CHAPTER X SIR JOHN CUSTANCE COMES UPON THE HOUSE OF HELZEPHRON
Mr. Trewhella was an elderly Cornishman, with welcoming manners, the native shrewdness of his race, but without guile. We got on famously from the word "go." He had three bedrooms and a large sitting-room to let. His wife, who had driven into St. Ives, was, he asserted, a good cook. As for Thumbwood, he could wait on us and live with the landlord and his wife. Finally, there was an empty barn which would hold our car very comfortably.
"And what would you be thinking of paying, zur?" asked Mr. Trewhella.
"I shall leave that to you. I may tell you that the gentleman I am preparing for his Oxford examination is wealthy. He is a Japanese nobleman, and as long as you make us comfortable ..."

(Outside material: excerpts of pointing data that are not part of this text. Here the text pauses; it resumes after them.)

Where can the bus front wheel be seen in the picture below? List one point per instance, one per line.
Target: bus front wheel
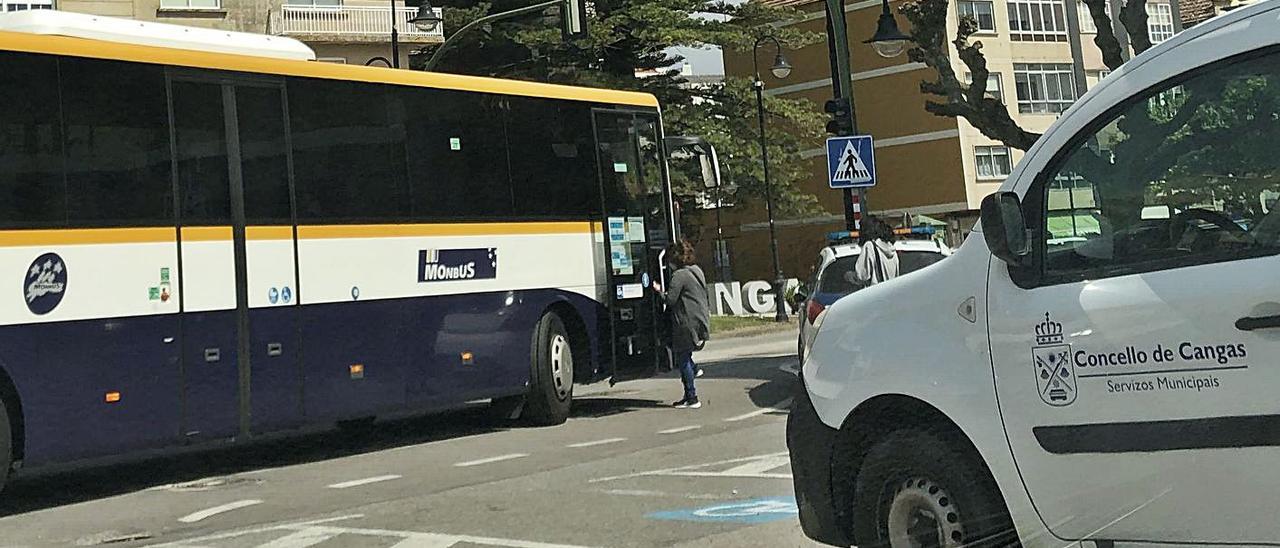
(5, 444)
(552, 378)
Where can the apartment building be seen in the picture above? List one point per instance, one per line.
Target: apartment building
(931, 169)
(339, 31)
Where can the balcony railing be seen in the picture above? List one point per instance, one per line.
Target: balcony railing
(351, 22)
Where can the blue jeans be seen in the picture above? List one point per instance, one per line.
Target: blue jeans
(685, 361)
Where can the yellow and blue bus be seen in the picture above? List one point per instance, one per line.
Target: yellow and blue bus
(222, 246)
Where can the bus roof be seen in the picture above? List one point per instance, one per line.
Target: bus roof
(263, 64)
(48, 22)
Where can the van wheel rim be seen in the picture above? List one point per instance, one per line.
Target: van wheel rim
(923, 515)
(562, 366)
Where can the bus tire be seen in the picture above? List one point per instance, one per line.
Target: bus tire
(551, 388)
(913, 487)
(5, 444)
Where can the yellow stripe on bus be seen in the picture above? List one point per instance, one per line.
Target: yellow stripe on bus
(408, 231)
(167, 234)
(94, 49)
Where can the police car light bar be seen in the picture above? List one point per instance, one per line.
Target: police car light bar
(850, 234)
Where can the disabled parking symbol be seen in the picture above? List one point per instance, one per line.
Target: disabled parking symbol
(755, 511)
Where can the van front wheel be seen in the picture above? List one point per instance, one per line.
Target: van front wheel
(914, 489)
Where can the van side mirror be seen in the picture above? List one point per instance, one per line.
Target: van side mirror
(1004, 228)
(708, 159)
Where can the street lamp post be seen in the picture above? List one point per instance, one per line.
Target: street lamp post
(426, 22)
(888, 41)
(394, 39)
(780, 69)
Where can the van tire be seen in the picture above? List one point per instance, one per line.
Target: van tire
(5, 444)
(551, 388)
(914, 480)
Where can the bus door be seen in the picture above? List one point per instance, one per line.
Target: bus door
(238, 269)
(638, 229)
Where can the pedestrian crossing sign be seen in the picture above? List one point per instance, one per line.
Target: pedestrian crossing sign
(851, 161)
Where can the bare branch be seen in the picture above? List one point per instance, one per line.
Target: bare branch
(959, 100)
(1133, 16)
(1106, 37)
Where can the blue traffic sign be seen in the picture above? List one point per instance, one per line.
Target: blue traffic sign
(851, 161)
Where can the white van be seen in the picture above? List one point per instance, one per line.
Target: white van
(1097, 377)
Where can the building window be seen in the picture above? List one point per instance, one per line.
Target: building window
(1160, 22)
(1087, 17)
(1037, 21)
(24, 5)
(1043, 87)
(995, 87)
(982, 12)
(191, 4)
(992, 161)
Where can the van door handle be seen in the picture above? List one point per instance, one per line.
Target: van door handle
(1251, 323)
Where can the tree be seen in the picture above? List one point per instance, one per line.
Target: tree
(1200, 146)
(627, 49)
(970, 101)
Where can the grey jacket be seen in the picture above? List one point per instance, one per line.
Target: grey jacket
(686, 302)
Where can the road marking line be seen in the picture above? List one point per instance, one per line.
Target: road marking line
(287, 525)
(426, 542)
(778, 406)
(677, 430)
(485, 461)
(301, 539)
(216, 510)
(694, 474)
(758, 467)
(364, 482)
(679, 469)
(598, 442)
(424, 539)
(664, 494)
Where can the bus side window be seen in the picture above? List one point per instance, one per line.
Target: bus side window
(32, 193)
(348, 163)
(458, 167)
(124, 136)
(552, 158)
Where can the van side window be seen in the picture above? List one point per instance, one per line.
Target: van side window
(1185, 174)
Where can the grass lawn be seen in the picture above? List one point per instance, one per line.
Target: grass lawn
(727, 324)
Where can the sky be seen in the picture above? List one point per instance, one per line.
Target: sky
(707, 60)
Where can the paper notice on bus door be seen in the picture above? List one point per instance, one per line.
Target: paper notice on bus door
(617, 229)
(635, 229)
(621, 257)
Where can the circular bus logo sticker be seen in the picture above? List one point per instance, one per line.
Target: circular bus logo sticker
(45, 283)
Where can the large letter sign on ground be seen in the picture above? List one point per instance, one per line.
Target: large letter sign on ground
(851, 161)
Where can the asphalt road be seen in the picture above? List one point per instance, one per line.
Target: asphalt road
(625, 471)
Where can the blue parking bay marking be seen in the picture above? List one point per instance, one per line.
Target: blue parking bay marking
(754, 511)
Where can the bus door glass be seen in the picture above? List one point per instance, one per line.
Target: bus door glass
(238, 269)
(635, 224)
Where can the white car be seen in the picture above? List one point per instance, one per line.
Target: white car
(833, 277)
(1119, 391)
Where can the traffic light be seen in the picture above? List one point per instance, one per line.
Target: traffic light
(841, 117)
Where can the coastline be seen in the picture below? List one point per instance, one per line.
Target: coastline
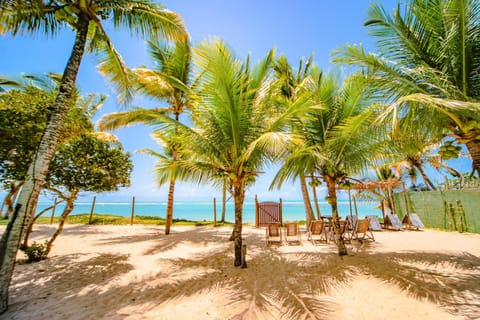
(204, 210)
(136, 272)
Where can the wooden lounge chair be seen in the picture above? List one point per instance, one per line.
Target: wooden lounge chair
(273, 233)
(412, 221)
(317, 232)
(393, 221)
(292, 233)
(352, 222)
(374, 223)
(344, 233)
(362, 231)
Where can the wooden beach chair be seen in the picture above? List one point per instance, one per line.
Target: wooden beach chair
(317, 232)
(352, 222)
(273, 233)
(344, 233)
(393, 221)
(362, 231)
(292, 233)
(374, 223)
(412, 221)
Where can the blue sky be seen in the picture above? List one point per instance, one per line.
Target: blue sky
(294, 28)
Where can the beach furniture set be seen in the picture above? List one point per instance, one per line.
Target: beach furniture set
(319, 231)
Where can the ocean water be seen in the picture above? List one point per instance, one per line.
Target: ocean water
(203, 210)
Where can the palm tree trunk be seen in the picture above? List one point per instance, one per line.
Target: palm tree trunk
(306, 199)
(171, 189)
(238, 196)
(10, 198)
(224, 200)
(473, 147)
(28, 197)
(169, 220)
(315, 199)
(425, 178)
(66, 212)
(332, 199)
(30, 227)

This had the desired effect. The landlord became expansive in his slow way, and showed me all over the premises of his quaint and rambling dwelling. It was a wild and fantastic spot, an ancient haunt of smugglers and wreckers, I learnt. The back-yard opened straight into the short pneumatic turf above the cliffs, the brink of which was not more than two hundred yards away. Here the stream, which flowed past the inn, descended in a series of miniature cataracts to a tiny cove of deep-green water, almost enclosed by two towering precipices, crowned with jagged spires and pinnacles of rock. There was a little scimitar of golden sand far down at the water's edge, and the scene was one of savage grandeur that I have rarely known surpassed in all my travels.
As he stood on the height and looked down, I saw something which seemed strangely out of place. A line of street rails, with wooden rollers at intervals between them, fell at a dizzy angle from a spot some ten yards away on the turf, ending abruptly on the level, and in front of a smallish hut of corrugated iron.
"What is the rail for?" I asked. "Surely you don't haul the boats"—there were two of them lying on the beach—"right up to the top of the cliff! It must be two hundred and fifty feet!"
"Nigher three hundred, zur. No. Them rails belong to bring up machinery and stores for Tregeraint Mine by Carne Zerran. They do come by sea in a lil' steamboat. 'Tes more convenient so. There be a lil' oil engine in that shed to haul 'em up in trucks. I let the land, for 'tes all mine down-along, and they do pay me ten pound a year."
We strolled back to the house, Mr. Trewhella proposing a Cornish pasty and beer for lunch.